Next came "Monkey Smash and Caterpie String!" I became a hulking gorilla, pounding my chest. Caterpie would shoot a string up to a high branch, I'd grab it, and we'd swing through the canopy like a bizarre green pendulum, aiming to drop onto unsuspecting logs. More often than not, the branch snapped.
My personal favorite, and Lila's least, was the "Flying Hawk and Caterpie String." I'd transform into a majestic hawk, soaring towards the sky with my little green partner dangling below like a piece of airborne artillery. The idea was a high-speed dive-bomb. The reality? I misjudged the wind, the string got tangled in a branch, and I ended up spinning like a top before slamming into another, thankfully softer, tree.
The low point came when I tried to demonstrate a fire-based counter move. "See, buddy? If we face a Grass-type, we need fire! Like… like a dragon!"
My body twisted and grew, green skin hardening into shimmering scales, leathery wings sprouting from my back. I reared up, horns scraping the leaves above, and took a deep, dramatic breath, ready to unleash a torrent of flame.

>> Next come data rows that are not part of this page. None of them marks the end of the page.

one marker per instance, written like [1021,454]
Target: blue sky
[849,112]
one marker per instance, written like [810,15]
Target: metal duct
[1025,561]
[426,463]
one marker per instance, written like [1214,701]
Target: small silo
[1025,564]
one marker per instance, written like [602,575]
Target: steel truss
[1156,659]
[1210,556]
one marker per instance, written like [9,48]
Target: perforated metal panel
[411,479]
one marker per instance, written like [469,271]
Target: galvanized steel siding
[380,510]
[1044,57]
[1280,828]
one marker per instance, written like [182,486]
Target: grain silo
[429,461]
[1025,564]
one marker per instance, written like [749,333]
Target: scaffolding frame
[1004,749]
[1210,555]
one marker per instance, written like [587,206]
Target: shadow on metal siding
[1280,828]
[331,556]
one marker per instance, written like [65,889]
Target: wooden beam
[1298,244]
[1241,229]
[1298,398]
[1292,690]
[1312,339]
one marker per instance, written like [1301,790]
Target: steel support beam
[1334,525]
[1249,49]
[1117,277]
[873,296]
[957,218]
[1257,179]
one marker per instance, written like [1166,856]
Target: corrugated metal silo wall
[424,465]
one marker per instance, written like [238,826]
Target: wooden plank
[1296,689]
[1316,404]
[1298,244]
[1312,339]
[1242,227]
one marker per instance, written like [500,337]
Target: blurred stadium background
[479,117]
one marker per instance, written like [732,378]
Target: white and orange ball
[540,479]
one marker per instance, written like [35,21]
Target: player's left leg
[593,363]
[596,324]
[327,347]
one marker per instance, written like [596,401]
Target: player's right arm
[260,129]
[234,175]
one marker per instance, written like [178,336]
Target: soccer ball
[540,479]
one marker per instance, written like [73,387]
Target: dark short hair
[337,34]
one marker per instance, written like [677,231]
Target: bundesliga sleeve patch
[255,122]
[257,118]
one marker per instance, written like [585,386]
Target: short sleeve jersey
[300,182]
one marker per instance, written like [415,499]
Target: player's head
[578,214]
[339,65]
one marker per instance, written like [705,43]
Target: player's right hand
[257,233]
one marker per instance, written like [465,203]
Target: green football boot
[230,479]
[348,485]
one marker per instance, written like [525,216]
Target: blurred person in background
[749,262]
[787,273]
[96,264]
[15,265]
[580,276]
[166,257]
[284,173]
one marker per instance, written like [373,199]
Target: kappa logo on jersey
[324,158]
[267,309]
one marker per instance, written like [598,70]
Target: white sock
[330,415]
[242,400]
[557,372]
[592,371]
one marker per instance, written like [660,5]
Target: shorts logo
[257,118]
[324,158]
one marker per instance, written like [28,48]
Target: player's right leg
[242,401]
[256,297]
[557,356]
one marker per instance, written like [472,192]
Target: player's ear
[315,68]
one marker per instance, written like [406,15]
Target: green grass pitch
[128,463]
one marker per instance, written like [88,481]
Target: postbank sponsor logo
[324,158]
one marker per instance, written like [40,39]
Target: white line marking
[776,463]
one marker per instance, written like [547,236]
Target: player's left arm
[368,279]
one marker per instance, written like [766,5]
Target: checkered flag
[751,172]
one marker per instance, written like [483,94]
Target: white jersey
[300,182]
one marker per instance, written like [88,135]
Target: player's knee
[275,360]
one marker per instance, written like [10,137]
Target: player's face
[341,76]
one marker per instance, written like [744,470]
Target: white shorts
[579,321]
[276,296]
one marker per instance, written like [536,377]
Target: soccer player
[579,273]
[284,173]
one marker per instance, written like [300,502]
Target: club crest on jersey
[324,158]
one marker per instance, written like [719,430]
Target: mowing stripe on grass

All that came out was a sad little poof of dust and a pathetic cough. I'd forgotten the most important rule of being me: I can look like anything, but I don't get its powers. No fire. No venom. Just the shape. I promptly overbalanced and face-planted with a groan that echoed through the forest.
Through it all, Lila sat there, a one-woman audience of disapproval. Her facepalms were frequent and heavy with feeling. But sometimes, when a move almost worked, when the Monkey Smash sent a log flying a full twenty feet, I'd catch a tiny, almost invisible smile on her face. She saw it too. Buried under all the chaos, there was something there. A spark of brilliance.
We just had to learn how to keep from blowing ourselves up with it.
Slowly, painfully, things started to click. After I tried to use a grass-snake form to intimidate a Litleo and got blasted with an ember, Lila finally took pity on me.
"Gar, you're an idiot," she said, not unkindly. "It's like rock-paper-scissors. Water beats Fire. Fire beats Grass. Grass beats Water. You turning into a leafy sea dragon to fight a Charmander is just asking for trouble."
It sounded so simple when she said it. Obvious, even. I'd been so focused on the how of the fight, I'd never stopped to think about the what.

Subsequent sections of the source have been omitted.